Saturday night I essayed to tackle a different part of that fowl, cooking the dark meat of the breast. There was a certain amount of consternation on the part of my wife, who always worries when I attempt to try a dish for the first time on company. Her desire for events and food to be presented properly and successfully precludes such daring…or foolhardiness depending on your perspective. She (if she were to actually cook) would cook it once…twice…until completely comfortable and having worked out the kinks to her satisfaction.

Me? I’m fearless or an idiot…again, depending on your perspective.

The peculiarities of the meal were that my brother-in-law is wheat intolerant, so instead of cracked wheat tabbouleh, it was quinoa tabbouleh. For the bread and cheese plate, it was a gluten-free bread baguette…which all agreed was, for a bread, a damned poor substitute. I’m sure for wheat intolerant folks, it would be fine, but for the four of us, even my wheat-fearing bro-in-law, it wasn’t the greatest loaf ever…at all.

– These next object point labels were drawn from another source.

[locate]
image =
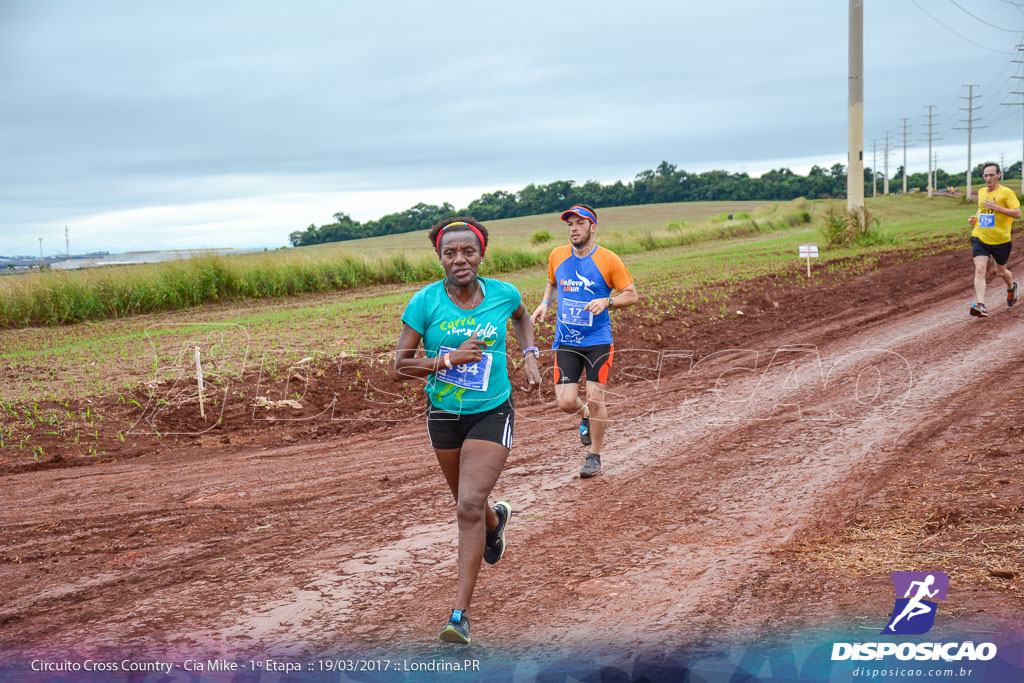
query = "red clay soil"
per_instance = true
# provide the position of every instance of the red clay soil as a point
(747, 455)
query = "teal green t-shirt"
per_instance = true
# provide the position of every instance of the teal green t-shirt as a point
(443, 326)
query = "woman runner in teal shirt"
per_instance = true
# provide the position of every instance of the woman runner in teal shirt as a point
(462, 322)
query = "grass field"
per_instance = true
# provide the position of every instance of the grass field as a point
(514, 232)
(110, 356)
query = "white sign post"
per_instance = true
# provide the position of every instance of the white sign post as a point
(199, 380)
(808, 252)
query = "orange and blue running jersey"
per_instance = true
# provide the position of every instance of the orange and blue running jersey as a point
(580, 281)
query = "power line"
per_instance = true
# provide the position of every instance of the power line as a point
(983, 20)
(984, 47)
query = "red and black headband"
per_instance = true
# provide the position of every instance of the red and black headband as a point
(460, 223)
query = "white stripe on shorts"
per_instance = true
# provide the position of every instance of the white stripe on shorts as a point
(507, 436)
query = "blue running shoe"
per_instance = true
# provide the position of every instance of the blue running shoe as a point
(457, 630)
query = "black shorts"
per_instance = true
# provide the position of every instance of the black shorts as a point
(570, 360)
(999, 252)
(449, 430)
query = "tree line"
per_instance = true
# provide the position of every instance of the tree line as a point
(665, 183)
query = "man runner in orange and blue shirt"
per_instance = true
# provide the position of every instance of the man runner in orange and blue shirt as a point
(585, 275)
(997, 206)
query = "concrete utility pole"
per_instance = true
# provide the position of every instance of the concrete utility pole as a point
(885, 162)
(855, 115)
(931, 181)
(904, 154)
(1020, 48)
(970, 129)
(875, 167)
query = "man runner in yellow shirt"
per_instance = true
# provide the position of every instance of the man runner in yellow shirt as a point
(997, 206)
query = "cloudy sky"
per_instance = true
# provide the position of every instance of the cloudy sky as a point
(160, 125)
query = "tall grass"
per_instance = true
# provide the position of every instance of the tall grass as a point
(53, 298)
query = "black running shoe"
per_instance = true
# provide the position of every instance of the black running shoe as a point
(591, 466)
(585, 431)
(457, 631)
(495, 547)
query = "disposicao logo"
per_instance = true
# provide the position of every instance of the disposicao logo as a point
(918, 594)
(914, 612)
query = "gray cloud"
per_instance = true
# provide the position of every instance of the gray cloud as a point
(110, 105)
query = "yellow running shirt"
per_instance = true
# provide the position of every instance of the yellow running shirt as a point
(992, 227)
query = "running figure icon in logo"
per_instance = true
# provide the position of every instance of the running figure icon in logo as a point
(914, 612)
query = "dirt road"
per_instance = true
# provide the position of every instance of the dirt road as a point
(758, 435)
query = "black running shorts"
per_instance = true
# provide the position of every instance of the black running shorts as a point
(999, 252)
(448, 430)
(570, 361)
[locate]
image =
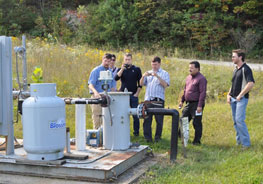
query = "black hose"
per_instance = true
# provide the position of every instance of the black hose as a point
(175, 122)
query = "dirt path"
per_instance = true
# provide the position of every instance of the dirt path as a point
(253, 66)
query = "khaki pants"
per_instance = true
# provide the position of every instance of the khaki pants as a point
(96, 115)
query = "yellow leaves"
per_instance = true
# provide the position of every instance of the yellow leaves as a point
(37, 75)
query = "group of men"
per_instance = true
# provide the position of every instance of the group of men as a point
(157, 80)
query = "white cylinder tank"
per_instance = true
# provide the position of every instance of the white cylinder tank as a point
(44, 126)
(116, 136)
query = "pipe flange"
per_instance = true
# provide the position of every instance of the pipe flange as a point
(105, 100)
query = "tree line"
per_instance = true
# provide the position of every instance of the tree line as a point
(205, 27)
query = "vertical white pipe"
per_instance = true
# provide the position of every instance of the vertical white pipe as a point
(24, 64)
(67, 140)
(80, 132)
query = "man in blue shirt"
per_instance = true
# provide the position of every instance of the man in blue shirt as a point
(95, 86)
(155, 80)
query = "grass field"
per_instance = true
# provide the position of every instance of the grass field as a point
(217, 160)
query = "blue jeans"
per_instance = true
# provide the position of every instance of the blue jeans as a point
(136, 122)
(239, 116)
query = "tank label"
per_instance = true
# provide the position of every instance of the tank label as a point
(57, 124)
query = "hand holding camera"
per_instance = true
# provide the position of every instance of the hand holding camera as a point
(125, 66)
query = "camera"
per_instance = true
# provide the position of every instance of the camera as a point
(126, 66)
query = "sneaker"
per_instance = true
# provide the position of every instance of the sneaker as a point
(157, 139)
(196, 143)
(149, 140)
(244, 148)
(136, 134)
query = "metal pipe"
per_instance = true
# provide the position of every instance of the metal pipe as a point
(24, 94)
(24, 64)
(175, 121)
(102, 100)
(67, 140)
(80, 131)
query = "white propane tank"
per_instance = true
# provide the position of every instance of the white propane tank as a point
(44, 126)
(117, 135)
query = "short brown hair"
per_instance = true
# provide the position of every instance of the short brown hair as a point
(240, 53)
(156, 59)
(107, 56)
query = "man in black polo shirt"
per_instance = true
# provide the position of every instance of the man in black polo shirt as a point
(130, 76)
(242, 83)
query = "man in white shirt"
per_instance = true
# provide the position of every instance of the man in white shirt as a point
(155, 80)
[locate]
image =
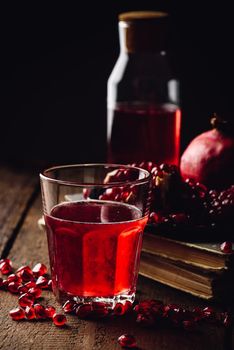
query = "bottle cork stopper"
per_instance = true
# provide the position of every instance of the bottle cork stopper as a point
(139, 15)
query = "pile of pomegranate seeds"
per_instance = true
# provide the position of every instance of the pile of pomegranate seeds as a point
(29, 284)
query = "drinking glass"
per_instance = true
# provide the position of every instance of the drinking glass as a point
(95, 215)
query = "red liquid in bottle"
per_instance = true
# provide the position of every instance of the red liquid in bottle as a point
(94, 248)
(144, 133)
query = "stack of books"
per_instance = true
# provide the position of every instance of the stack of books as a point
(201, 269)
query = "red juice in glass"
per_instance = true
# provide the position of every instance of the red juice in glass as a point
(144, 132)
(94, 248)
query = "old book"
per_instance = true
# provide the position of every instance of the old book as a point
(204, 255)
(196, 281)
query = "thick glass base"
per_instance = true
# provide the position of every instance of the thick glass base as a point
(110, 301)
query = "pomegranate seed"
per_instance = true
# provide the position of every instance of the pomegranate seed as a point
(4, 284)
(100, 312)
(84, 310)
(26, 300)
(50, 311)
(14, 278)
(5, 266)
(30, 313)
(59, 320)
(39, 270)
(30, 284)
(119, 309)
(42, 282)
(127, 341)
(17, 314)
(226, 247)
(145, 319)
(68, 307)
(227, 322)
(40, 311)
(128, 306)
(22, 289)
(208, 313)
(13, 287)
(189, 325)
(35, 291)
(50, 284)
(25, 273)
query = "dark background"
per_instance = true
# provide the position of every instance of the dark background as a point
(55, 62)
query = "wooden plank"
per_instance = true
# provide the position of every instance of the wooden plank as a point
(31, 247)
(16, 192)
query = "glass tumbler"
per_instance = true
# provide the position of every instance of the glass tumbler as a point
(95, 215)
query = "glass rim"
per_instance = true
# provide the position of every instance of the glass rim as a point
(144, 180)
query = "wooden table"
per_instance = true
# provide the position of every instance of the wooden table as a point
(22, 241)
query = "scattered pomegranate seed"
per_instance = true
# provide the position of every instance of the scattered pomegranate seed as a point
(14, 278)
(42, 282)
(26, 300)
(25, 273)
(40, 311)
(189, 325)
(39, 270)
(119, 309)
(17, 314)
(13, 287)
(127, 341)
(50, 311)
(68, 307)
(35, 291)
(4, 284)
(30, 313)
(84, 310)
(226, 247)
(59, 320)
(128, 306)
(30, 284)
(22, 289)
(5, 266)
(50, 284)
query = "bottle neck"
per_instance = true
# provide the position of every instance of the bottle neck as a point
(142, 37)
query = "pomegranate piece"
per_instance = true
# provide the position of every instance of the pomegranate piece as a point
(30, 284)
(13, 287)
(26, 299)
(42, 282)
(59, 320)
(17, 314)
(25, 273)
(119, 309)
(35, 291)
(30, 312)
(226, 247)
(14, 278)
(22, 289)
(40, 311)
(68, 307)
(5, 266)
(50, 311)
(84, 310)
(39, 270)
(127, 341)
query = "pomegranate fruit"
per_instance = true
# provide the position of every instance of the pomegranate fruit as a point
(209, 158)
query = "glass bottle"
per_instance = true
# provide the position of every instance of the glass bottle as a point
(144, 116)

I bought a large packet of frozen duck breasts at Berkeley Bowl West, letting them defrost to near room temperature ultimately, and as I was preparing the meal for my brothers-in-law across the bridge in San Francisco, most of the supplementary dishes had to be ready before I got there with my wife on Saturday night. The Asparagus Tabbouleh with Quinoa was ready on Friday as was the simple Broccoli Soup.

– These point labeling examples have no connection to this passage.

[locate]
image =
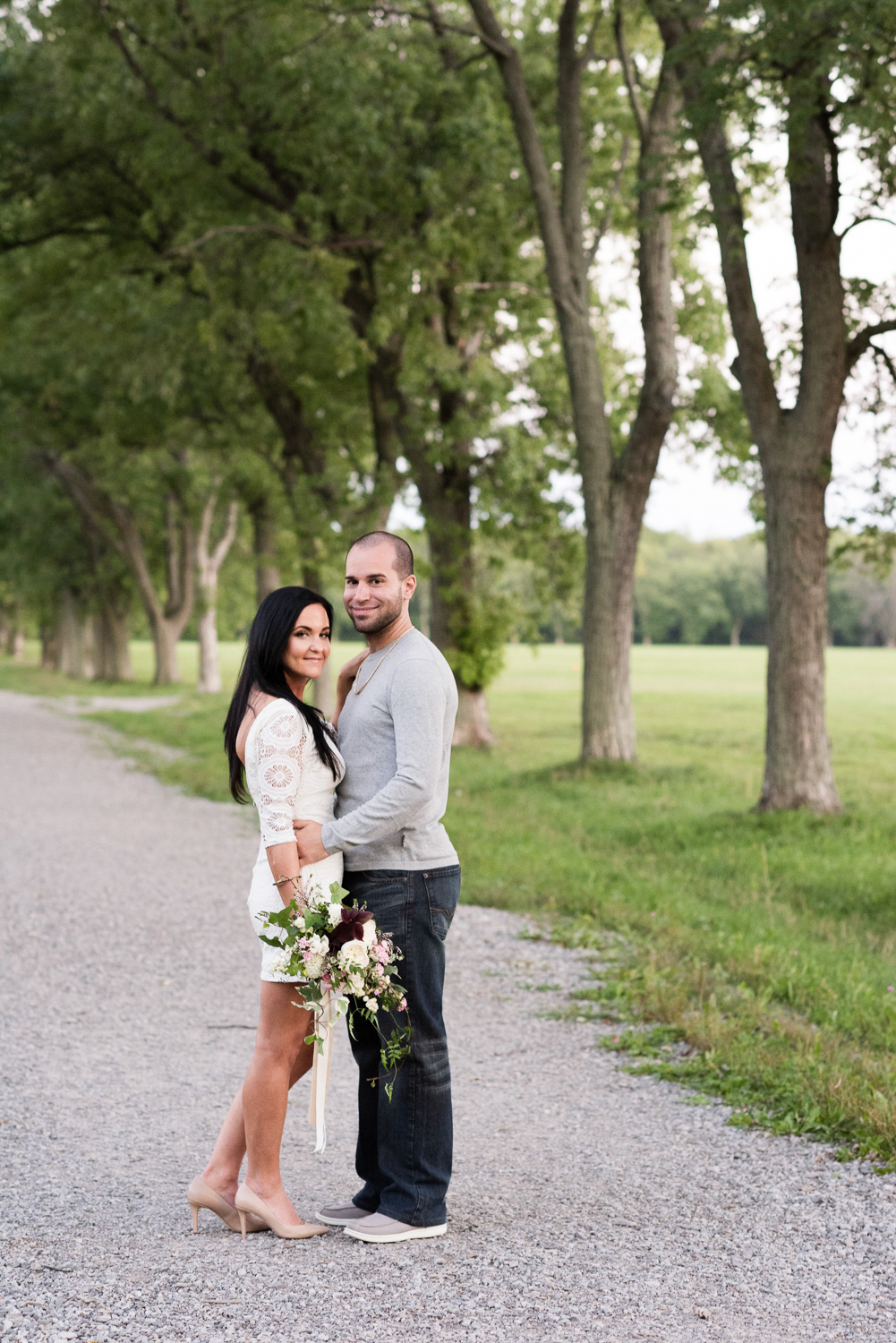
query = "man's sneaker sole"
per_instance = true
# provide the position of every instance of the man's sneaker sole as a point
(413, 1233)
(341, 1221)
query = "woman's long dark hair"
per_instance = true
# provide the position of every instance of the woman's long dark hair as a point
(263, 669)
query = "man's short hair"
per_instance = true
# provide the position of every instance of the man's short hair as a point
(400, 550)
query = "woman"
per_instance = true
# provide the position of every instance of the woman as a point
(282, 755)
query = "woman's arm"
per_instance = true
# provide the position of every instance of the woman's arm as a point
(281, 743)
(282, 860)
(344, 682)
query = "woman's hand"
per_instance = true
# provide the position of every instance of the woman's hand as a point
(346, 680)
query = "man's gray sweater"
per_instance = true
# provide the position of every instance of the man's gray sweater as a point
(395, 736)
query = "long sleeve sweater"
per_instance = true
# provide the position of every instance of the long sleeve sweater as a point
(395, 738)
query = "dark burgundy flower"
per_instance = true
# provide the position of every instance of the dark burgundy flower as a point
(349, 929)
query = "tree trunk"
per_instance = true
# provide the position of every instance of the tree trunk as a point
(265, 548)
(74, 649)
(608, 714)
(445, 502)
(209, 663)
(794, 445)
(50, 647)
(209, 563)
(798, 770)
(472, 724)
(112, 647)
(166, 637)
(614, 485)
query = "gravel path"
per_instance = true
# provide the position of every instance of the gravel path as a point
(586, 1203)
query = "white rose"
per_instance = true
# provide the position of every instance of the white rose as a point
(354, 954)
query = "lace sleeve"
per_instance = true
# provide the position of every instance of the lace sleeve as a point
(281, 746)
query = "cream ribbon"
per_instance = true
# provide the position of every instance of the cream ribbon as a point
(324, 1023)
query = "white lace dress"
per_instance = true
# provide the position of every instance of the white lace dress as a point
(286, 778)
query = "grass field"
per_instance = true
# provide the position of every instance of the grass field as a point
(754, 954)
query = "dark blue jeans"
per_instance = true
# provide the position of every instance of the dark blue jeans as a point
(405, 1144)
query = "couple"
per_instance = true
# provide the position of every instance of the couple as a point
(365, 811)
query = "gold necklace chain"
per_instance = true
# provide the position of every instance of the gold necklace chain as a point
(394, 645)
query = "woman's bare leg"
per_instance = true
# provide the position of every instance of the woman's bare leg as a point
(279, 1048)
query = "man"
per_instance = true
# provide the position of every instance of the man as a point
(395, 733)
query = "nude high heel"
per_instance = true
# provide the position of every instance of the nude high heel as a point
(249, 1202)
(203, 1195)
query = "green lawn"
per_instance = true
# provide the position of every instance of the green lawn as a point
(755, 950)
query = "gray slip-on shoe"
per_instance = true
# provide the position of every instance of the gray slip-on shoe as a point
(341, 1216)
(379, 1229)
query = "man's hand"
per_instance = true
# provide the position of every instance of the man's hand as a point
(308, 840)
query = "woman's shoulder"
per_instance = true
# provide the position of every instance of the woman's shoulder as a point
(278, 717)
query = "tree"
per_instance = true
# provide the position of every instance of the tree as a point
(209, 561)
(734, 62)
(617, 469)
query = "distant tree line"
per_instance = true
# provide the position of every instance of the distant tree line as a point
(266, 269)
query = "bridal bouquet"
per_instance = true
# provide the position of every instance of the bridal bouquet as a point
(338, 954)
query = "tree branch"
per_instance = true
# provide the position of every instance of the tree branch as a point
(627, 73)
(273, 231)
(866, 219)
(863, 338)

All that was left was to cook the duck breasts and make the sauce. And it couldn’t have been simpler. When I slipped what I thought would be two big, fat duck breasts out of its packet, I was surprised and pleased to see about four small half breasts inside, each at about six ounces apiece.

I scored the fatty skin side in a crosshatch pattern, added salt and pepper to both sides, heated up the iron casserole dish, and plopped down the breasts skin side down to sear for about eight minutes. No additional fat required, as the duck fat quickly rendered itself to a sizzling liquid as the breasts cooked. The idea of using a high-sided casserole pot made sense due to the spatters the duck fat provided.

Here is the meat in the pot, just beginning its sear.


Flip for another three minutes on the other side to bring it to nearly rare, then wrapped in foil for five minutes in a 250 deg oven. Draining the juices from the resting duck flesh after removing most of the rendered duck fat to a separate bowl, I added the meat juices to the juice of a whole lime, two tablespoons of balsamic vinegar, and a tablespoon of honey.

Mmmmm! The sear was perfectly crisp and the interior moist, medium rare, and completely succulent.



To be honest, both my wife and I were not overly impressed with the sauce which, while embodying the typical combo of acid and sweet to a meal of duck breast (usually best served close to rare), we both thought the sauce was barely adequate but serviceable. Next time more sweet and perhaps a reduction of a delicious pear or peach.

The French see duck for a weeknight meal as casually as we do chicken. Given the current pricing of duck (I paid about $25 for four breasts), until I can find a cheaper source, unlike a French home’s typical possibilities, duck will remain on the special event calendar only.

Finally, kudos to Ernie and Mike for allowing me to play in their kitchen for the evening. We had a good time, I’m happy the food was successful, and the wine (Pinot noir) linked up lovely with the duck.